Disoriented and confused, the woman asked police repeatedly whether she was on Harrison Avenue—where she lives—and had to be told that no, she was on Silvermine Road.

 

4 thoughts on “Civil Suit: New Canaan Woman Was Driving Under the Influence in Oct. 30 Crash on Silvermine Road

  1. Everyone in our town should be completly outraged by this situation. I am very outspoken about my opinion on drunk driving, and I realize that not everyone agrees with me, but Carol Sung, a mother and acquaintance of mine, mother of twins who went to preschool with my children, was arrested 6 years ago, mid-day, drunk driving with her children in the car. She had come up with a terrible excuse that she had to pick up her kids BC the nanny had an emergency and ahe had a lunch where she had some wine. I am
    Not sure if the charges were dropped or what she pleaded, etc, in that case, but I vividly remember the arrest.

    To me this is an extremely sad situation and a total failure on the state’s part. On average. A person drives 80x drunk before they are caught. I don’t know what carol’s “bottom” will be, but she obviously needs to seek treatment for alcohol abuse. And she almost killed this boy. This accident was a real horror for this town, involving 4 cars, and as usual, the drunk driver who caused it barely has a scratch. And now she isn’t even charged with dui. She is back on our streets, driving every day. What an outrage!

  2. Driving under the influence is totally unacceptable. How narcissistic can a person be not caring for the lives of others. It is appalling that the staff at the hospital nor NCPD did the proper toxicology screening so that this second offender would finally lose her license.

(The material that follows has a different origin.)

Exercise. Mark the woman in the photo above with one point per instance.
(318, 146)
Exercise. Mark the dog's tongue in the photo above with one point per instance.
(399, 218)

  3. What a tragic accident indeed and my thoughts and prayers are with everyone and their families that were a part of this.. I also wish them all well in not only their physical recoveries but their emotional ones too. Every day is a gift as we quickly realize especially when tragedy strikes suddenly.

    However we must not lose sight that sadly sometimes we are eager to judge and to place blame without really knowing all of the facts.

    What we read or watch on television or hear word of mouth is not always the truth as we all know.

    I believe all are innocent until proven guilty.

    Thank you.

  4. My prayers go out to the young man who survived such a horrific accident. And of course to the family. Truly is a blessing!! after saying that I must say I feel very perplexed on the said allegations. At first saying this woman was dui. Then the cops said the breath analyzer showed no alcohol but she failed field test. Why didn’t the hospital take any further tests maybe they felt there was no need for them?The cop say she smelt like booze then why would it not show on the breath test?? They say she wasn’t sure whT street she was on. Surely it would be normal for an individual to be confused and even a little disoriented on where you are after such a tragic accident. I once too was involved in a very bad accident (Absolutely no alcohol involved) and took me some time to get my thoughts together and figure out where I was. This is tragic no matter how you look at. Hopefully no false allegations are being thrown around and most importantly that the prayers continue for this young man to have a full recovery.